UNIVERSAL PRECAUTION

TO BE USED IN THE CASE OF PATIENTS CARE: 

Gloves 

  • For touching any patient's blood or body fluids
  • For handling any soiled items
  • For performing any vein puncture
  • Change alters contact

Gowns  

  • Worn during any procedure likely to generate splashes of blood or body fluids

MASK AND PROTECTIVE EYE WEAR  

  • Worn during any procedure likely to generate droplets of body fluids

HANDS 

  • Wash immediately if contaminated with blood or body fluids
  • Wash immediately after gloves are removed
  • To prevent needle stick injuries, needles should not be recapped, purposefully bent, broken or removed from disposable-resistant containers located as close practical to the areas in which they were used.
  • To minimize the need for emergency mouth-to-mouth resuscitation, mouthpieces, resuscitation bags or other ventilation devices should be available for use in area where the need for resuscitation is predictable.
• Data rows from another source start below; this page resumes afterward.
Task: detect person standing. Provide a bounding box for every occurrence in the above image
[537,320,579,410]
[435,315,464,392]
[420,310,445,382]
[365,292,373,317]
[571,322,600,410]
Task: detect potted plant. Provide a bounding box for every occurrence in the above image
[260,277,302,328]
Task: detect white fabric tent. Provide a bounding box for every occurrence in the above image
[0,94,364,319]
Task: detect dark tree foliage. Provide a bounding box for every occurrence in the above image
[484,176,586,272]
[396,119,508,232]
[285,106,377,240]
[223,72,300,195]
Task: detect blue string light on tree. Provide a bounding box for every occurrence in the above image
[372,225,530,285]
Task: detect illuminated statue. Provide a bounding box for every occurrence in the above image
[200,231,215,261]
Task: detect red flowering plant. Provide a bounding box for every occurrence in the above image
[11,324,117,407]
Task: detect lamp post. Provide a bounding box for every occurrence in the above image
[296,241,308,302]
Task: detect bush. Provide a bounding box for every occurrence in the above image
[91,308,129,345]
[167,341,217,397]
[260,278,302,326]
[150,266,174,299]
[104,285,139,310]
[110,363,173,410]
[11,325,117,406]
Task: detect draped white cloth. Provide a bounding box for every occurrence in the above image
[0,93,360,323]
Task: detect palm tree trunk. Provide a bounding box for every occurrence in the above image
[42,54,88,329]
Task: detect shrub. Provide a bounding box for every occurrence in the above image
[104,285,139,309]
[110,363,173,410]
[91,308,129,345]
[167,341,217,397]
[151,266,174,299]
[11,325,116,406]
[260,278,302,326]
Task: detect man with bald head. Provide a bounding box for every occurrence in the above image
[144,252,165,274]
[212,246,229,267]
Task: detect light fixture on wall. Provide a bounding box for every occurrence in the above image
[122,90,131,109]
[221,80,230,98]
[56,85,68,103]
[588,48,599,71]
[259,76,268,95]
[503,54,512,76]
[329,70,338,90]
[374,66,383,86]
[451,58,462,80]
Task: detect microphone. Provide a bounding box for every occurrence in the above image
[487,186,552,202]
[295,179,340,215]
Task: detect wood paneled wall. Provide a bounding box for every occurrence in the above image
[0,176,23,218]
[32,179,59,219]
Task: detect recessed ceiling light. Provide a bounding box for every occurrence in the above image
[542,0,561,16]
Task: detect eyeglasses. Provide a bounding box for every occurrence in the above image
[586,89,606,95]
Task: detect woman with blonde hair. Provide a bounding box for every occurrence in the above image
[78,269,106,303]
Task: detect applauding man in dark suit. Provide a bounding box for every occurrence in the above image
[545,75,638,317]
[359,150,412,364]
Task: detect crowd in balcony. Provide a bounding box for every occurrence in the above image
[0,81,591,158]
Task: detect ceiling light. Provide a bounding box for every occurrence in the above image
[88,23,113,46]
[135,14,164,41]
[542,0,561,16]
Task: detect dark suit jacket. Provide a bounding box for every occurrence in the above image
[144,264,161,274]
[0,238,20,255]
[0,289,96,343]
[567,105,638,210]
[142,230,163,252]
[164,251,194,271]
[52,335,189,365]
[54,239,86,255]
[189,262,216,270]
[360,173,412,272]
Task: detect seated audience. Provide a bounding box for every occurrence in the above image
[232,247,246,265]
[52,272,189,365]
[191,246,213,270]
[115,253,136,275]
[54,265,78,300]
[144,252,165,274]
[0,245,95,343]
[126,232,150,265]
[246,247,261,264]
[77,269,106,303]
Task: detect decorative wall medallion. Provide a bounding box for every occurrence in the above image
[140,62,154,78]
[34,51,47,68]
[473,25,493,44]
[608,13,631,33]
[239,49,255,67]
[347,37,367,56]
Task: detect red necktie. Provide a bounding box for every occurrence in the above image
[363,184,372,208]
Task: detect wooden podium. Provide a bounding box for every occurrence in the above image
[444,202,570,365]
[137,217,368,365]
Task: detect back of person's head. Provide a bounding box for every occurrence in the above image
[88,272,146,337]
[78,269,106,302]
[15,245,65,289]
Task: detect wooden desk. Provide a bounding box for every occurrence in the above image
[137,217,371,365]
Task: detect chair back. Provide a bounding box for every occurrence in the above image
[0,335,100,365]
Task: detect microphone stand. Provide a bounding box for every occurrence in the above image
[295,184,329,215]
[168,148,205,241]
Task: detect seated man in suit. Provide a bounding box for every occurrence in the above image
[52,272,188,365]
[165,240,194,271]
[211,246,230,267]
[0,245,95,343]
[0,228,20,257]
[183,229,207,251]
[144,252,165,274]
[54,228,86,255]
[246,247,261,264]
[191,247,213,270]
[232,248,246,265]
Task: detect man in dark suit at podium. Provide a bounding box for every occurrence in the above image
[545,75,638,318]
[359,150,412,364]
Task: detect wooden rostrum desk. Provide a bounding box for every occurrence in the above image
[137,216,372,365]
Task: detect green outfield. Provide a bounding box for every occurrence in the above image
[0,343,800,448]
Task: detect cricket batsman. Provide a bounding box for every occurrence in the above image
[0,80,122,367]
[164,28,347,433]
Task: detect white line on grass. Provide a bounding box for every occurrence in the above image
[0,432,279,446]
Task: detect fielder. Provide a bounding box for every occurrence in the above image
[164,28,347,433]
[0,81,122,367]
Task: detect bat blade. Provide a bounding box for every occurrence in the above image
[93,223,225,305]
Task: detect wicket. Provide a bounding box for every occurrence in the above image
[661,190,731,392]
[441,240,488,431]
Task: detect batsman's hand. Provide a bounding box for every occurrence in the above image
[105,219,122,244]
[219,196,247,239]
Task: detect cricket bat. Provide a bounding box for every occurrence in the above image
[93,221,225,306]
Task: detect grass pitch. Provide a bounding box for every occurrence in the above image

Hepatitis 8 Vaccination Decision  

Please indicate either your agreement or declination  


Agreement: 

  • My signature indicates I understand it is my responsibility to confirm scheduling of appointments and to complete the vaccination series.

Declination: 

  • My signature indicates that I am declining the opportunity to be vaccinated for Hepatitis B. if in the future I want to receive this vaccination, I understand that I Can complete an agreement form and receive the vaccination series at no charge To me.